Claudio Rivalta

Personal information
- Date of birth: 30 June 1978 (age 46)
- Place of birth: Ravenna, Italy
- Height: 1.73 m (5 ft 8 in)
- Position(s): Defender

Senior career*
- Years: Team / Apps / (Gls)
- 1995–1999: Cesena / 129 / (3)
- 1999–2001: Perugia / 46 / (0)
- 2001–2004: Vicenza / 94 / (2)
- 2004–2009: Atalanta / 136 / (5)
- 2009–2011: Torino / 25 / (0)
- 2011–2012: Spezia / 13 / (0)

International career^{‡}
- 1993–1994: Italy U-16 / 3 / (0)
- 1996–2000: Italy U-21 / 16 / (0)

= Claudio Rivalta =

Italian footballer (born 1978)

Claudio Rivalta (born 30 June 1978) is a retired Italian football defender.
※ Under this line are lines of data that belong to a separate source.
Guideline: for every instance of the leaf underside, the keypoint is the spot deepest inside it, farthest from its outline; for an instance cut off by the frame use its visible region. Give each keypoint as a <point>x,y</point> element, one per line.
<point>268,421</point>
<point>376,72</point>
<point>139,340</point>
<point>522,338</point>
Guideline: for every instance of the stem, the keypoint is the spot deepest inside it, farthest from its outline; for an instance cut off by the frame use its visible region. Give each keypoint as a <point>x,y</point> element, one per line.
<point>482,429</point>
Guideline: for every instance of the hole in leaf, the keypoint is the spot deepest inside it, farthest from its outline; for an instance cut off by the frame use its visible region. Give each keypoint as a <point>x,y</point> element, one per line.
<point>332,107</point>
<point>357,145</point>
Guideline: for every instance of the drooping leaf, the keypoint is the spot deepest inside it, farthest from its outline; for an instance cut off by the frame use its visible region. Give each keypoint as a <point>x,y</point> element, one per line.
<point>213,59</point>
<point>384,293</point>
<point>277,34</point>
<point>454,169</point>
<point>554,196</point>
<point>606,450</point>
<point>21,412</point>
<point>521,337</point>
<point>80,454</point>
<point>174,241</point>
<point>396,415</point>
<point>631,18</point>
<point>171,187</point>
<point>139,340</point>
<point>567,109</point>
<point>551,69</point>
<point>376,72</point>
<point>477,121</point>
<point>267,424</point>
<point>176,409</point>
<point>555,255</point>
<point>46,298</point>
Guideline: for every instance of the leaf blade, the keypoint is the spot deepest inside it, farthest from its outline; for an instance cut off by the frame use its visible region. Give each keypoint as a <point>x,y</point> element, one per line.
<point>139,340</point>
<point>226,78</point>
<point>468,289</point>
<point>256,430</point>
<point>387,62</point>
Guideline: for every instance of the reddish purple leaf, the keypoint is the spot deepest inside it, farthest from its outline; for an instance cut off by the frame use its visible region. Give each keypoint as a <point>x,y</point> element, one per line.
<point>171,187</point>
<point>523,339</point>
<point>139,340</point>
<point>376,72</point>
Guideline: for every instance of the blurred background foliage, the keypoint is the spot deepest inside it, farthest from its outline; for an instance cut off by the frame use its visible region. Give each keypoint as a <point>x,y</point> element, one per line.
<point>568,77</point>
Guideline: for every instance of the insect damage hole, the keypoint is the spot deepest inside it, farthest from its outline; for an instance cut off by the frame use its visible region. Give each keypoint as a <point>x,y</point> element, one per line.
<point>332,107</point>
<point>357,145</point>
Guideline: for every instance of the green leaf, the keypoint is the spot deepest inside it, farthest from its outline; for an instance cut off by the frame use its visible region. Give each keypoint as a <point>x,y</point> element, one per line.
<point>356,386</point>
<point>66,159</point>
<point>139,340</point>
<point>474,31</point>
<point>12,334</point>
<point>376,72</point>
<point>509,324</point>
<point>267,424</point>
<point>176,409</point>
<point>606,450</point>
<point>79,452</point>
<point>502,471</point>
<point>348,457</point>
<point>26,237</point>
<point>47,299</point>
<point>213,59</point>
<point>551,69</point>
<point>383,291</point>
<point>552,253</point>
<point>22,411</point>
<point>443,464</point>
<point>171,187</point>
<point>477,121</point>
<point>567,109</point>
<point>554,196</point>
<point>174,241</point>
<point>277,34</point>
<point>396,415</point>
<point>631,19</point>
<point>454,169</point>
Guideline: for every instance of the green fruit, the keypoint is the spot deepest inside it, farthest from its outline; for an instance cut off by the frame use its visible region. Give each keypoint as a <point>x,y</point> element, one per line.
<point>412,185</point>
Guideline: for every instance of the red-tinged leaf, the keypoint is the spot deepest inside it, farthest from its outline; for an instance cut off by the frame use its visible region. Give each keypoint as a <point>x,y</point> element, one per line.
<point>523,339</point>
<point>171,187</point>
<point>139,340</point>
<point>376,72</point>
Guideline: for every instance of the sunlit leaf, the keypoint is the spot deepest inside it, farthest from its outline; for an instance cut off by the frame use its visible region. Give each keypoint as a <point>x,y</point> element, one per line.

He represented Italy at the 2000 Summer Olympics.

==Career==
In June 2004 Rivalta was signed by Atalanta B.C., with Valerio Foglio moving in the opposite direction.

In October 2008, Rivalta extended his contract with Atalanta, keeping him at the club until June 2011.

In January 2009, Rivalta was sold to Torino and signed a three-year contract worth €800,000.